The Reserve Bank’s lower interest rates are obviously working, at least in some parts of the residential property market. CommSec chief economist Craig James says this demand is only for existing dwellings in very concentrated parts of the country. Even in the cities that are doing better, such as Sydney and Melbourne, it is in specific areas. ”There is strong demand for select suburbs, particularly those which are close to the city,” James says.
So if you are looking to buy a property, try not to get caught up in the hype at auctions. Do your research and make sure the area you are buying in is close to amenities, infrastructure and essential services.
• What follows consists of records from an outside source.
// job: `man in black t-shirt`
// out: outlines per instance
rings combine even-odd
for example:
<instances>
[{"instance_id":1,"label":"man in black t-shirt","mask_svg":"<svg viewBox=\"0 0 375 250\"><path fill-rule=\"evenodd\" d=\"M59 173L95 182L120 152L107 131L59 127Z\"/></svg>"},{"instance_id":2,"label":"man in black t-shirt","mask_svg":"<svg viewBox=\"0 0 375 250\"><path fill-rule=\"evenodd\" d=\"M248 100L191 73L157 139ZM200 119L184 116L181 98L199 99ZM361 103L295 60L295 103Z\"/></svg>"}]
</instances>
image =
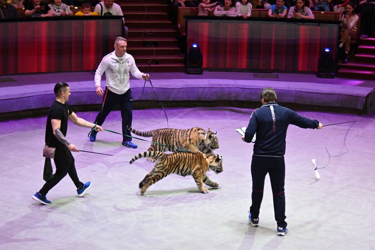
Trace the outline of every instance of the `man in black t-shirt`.
<instances>
[{"instance_id":1,"label":"man in black t-shirt","mask_svg":"<svg viewBox=\"0 0 375 250\"><path fill-rule=\"evenodd\" d=\"M45 205L51 203L46 197L47 193L62 180L67 174L69 175L76 187L78 197L83 196L86 190L91 185L90 181L84 184L80 181L74 165L74 158L70 152L79 152L79 151L74 144L66 139L65 136L68 118L80 127L93 128L95 124L77 117L66 103L70 95L70 89L67 84L65 82L56 84L54 91L56 95L56 100L50 108L47 117L45 149L46 152L50 153L55 149L53 160L56 166L56 172L52 175L51 160L49 157L46 158L44 174L44 179L46 182L39 192L36 193L32 197L37 201ZM103 130L100 126L96 126L95 129L97 131ZM46 174L46 172L50 172Z\"/></svg>"},{"instance_id":2,"label":"man in black t-shirt","mask_svg":"<svg viewBox=\"0 0 375 250\"><path fill-rule=\"evenodd\" d=\"M25 15L27 17L54 16L55 13L48 4L41 0L33 0L25 4Z\"/></svg>"}]
</instances>

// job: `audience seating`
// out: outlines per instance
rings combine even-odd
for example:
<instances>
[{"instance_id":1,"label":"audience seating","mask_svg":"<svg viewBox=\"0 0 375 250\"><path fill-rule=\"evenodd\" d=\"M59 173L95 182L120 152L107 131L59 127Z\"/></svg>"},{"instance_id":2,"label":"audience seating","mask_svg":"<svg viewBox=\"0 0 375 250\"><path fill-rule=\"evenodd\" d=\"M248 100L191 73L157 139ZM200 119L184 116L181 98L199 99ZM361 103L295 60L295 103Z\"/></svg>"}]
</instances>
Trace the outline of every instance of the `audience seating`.
<instances>
[{"instance_id":1,"label":"audience seating","mask_svg":"<svg viewBox=\"0 0 375 250\"><path fill-rule=\"evenodd\" d=\"M18 15L20 18L25 18L25 8L23 7L17 8L17 12L18 12Z\"/></svg>"}]
</instances>

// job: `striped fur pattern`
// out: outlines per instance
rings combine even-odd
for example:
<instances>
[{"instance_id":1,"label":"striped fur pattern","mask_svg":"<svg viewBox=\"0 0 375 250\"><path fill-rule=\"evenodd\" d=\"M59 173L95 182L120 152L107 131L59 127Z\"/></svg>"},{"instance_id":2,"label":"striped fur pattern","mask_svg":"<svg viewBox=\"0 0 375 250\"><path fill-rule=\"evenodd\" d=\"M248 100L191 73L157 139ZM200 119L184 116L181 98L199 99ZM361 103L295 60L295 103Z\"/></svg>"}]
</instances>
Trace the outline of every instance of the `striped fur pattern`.
<instances>
[{"instance_id":1,"label":"striped fur pattern","mask_svg":"<svg viewBox=\"0 0 375 250\"><path fill-rule=\"evenodd\" d=\"M179 148L193 153L200 151L215 155L214 150L219 148L218 133L211 131L209 127L207 131L198 127L189 129L161 129L146 132L136 130L129 126L128 129L137 135L143 137L152 137L152 141L154 142L169 146L153 143L147 149L148 151L178 152L175 148ZM150 160L149 159L148 161L154 161Z\"/></svg>"},{"instance_id":2,"label":"striped fur pattern","mask_svg":"<svg viewBox=\"0 0 375 250\"><path fill-rule=\"evenodd\" d=\"M210 169L216 174L223 172L222 157L217 154L213 156L200 152L184 152L165 154L160 151L147 151L134 156L130 160L130 164L144 157L156 159L156 163L151 172L140 183L141 195L144 194L150 186L171 174L182 176L192 175L198 188L204 193L208 193L208 190L203 187L204 183L210 187L219 186L219 184L211 180L206 174Z\"/></svg>"}]
</instances>

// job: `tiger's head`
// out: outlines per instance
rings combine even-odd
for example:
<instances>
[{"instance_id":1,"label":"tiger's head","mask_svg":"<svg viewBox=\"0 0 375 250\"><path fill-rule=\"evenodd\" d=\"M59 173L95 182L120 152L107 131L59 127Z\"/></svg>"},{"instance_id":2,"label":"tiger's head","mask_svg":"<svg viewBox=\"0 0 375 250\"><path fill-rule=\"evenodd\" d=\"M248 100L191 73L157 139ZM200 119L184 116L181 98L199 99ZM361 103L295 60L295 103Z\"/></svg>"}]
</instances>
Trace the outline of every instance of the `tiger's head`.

If you are buying for investment, consider the services potential tenants will need. Will it be rented out by families, singles, couples or students? What will they want – access to public transport or public parks where kids can play? You can get an idea of the demographics of certain areas, and the percentage of dwellings in those areas that are owned outright, mortgaged or rented via the census data at the Australian Bureau of Statistics website. It also gives you an idea of median rent in the area and how that compares with the same state and the rest of the country. Property research companies might charge you for area reports, but they also give you a lot of good, free information, such as at homepriceguide.com.au, by Fairfax-owned Australian Property Monitors, and myrp.com.au, by RP Data.
However, while the established property market in some areas of Australia might be doing well, construction companies report that lower interest rates are hardly having an impact. James says there is plenty of construction going on at the moment, again particularly in the inner-city areas, but it hasn’t got to the market yet. ”Certainly the new housing sector is picking up off the floor … but it has some way to go,” he says.
And many have been putting off the construction of freestanding houses, as opposed to apartments, waiting the outcome of the election. ”People don’t want to do anything because of the uncertainty of the election,” James says. ”To build a new home requires a whole process; you have to hire staff, you have to go from the draftsman stage to the lock-up stage. To be able to buy an established property, that’s easy.”
There is, therefore, a chance that after the election, construction of new housing could start to pick up and the residential market, on the east coast at least, could be in for a period of very strong growth.
However, just like the rest of the economy, it’s likely to be two-speed or even three-speed growth, so if you’re looking for investment purposes, make sure you’re particularly diligent with your research before you buy.